Un odore che i Kim provano a togliersi di dosso per non far capire il loro inganno ma che non riescono a cancellare. Usato apparentemente per mostrare la differenza tra una famiglia pulita e una sporca, esso sottolinea quella barriera invisibile ed invalicabile tra le due famiglie. Una barriera fittizia creata dalla società stessa e da chi la compone, che non rende nessuno diverso dagli altri se non nella concezione delle persone stesse.
La pellicola si è aggiudicata la Palma d’oro nel 2019 e ben 6 oscar nell’edizione del 2020 tra cui miglior film, miglior regia e miglior montaggio. Premi tutti meritati quelli del film del 2019 diretto dal regista Bong Joon-Ho, già famoso per film come Memorie di un assassino e Snowpiercer.
La fotografia curata in ogni minimo dettaglio impreziosisce il film passando da una fotografia sporca quando la scena è situata nei bassifondi ad un’atmosfera patinata e asettica nelle scene della casa dei Park. La regia di Bong Joon-Ho scivola dolcemente durante tutta la pellicola, non risultando mai invadente e riuscendo a partecipare essa stessa al film.
La regia, infatti, riesce a dipingere un muro invisibile nei momenti in cui sia la famiglia Kim che la famiglia Park sono in scena, sottolineando quella barriera intangibile che le due famiglie non possono valicare. Solo in poche occasioni questa viene superata, ed è proprio nei momenti in cui uno dei personaggi travalica il suo ruolo provando ad affacciarsi sul mondo altrui ma fallendo nel suo tentativo.
Il finale racconta l’inevitabile, la lotta tra i tre capi famiglia appartenenti a tre strati sociali diversi per una situazione arrivata ormai al limite dove sopravvive il più forte. Un finale che apparentemente potrebbe sembrare di rivalsa sociale ma che invece racconta solo l’inevitabile implosione della società se i membri di questa non si aiutano a vicenda.

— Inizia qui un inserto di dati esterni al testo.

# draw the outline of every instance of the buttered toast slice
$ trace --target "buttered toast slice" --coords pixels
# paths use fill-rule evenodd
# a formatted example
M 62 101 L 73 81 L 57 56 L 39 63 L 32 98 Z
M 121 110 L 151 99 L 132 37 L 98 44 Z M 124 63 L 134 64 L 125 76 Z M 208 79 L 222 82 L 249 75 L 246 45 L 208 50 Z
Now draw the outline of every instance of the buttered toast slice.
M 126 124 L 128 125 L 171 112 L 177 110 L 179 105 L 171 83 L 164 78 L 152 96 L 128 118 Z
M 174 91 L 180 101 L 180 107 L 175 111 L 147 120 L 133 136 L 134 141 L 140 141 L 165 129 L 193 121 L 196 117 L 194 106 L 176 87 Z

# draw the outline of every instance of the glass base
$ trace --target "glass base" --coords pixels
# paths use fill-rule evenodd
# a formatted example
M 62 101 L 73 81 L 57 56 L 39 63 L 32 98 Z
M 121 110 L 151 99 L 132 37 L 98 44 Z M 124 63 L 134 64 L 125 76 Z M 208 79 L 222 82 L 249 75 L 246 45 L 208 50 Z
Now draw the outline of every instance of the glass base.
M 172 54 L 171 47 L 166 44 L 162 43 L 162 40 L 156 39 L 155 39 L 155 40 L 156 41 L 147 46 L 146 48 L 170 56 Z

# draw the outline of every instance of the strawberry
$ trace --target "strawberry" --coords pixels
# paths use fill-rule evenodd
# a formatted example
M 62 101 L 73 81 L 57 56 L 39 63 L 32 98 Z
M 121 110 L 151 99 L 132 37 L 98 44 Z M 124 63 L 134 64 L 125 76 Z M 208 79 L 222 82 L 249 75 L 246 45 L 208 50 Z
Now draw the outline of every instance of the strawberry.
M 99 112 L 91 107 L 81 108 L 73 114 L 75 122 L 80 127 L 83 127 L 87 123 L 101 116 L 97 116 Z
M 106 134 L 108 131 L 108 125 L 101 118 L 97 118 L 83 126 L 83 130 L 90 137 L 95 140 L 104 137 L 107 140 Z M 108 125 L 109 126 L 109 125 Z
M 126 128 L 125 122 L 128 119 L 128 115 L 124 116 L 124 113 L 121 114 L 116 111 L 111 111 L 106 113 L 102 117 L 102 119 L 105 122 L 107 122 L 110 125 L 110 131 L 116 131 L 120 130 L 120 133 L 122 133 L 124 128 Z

Vi è poi un altro finale, quello del figlio Kim Ki-woo, che progetta la sua ascesa nella società per riuscire così a salvare il padre Kim Ki-taek (Song Kang-Ho), ricercato dalla polizia e rintanatosi nello stesso seminterrato dove Geun-sae era nascosto. Un piano che però è destinato a fallire perché, come spiega il padre poco prima, la vita non può essere pianificata e perché, come ci insegna Parasite di Bong-Joon-Ho, la scala sociale è rotta e chi sta in basso può solo esserne schiacciato.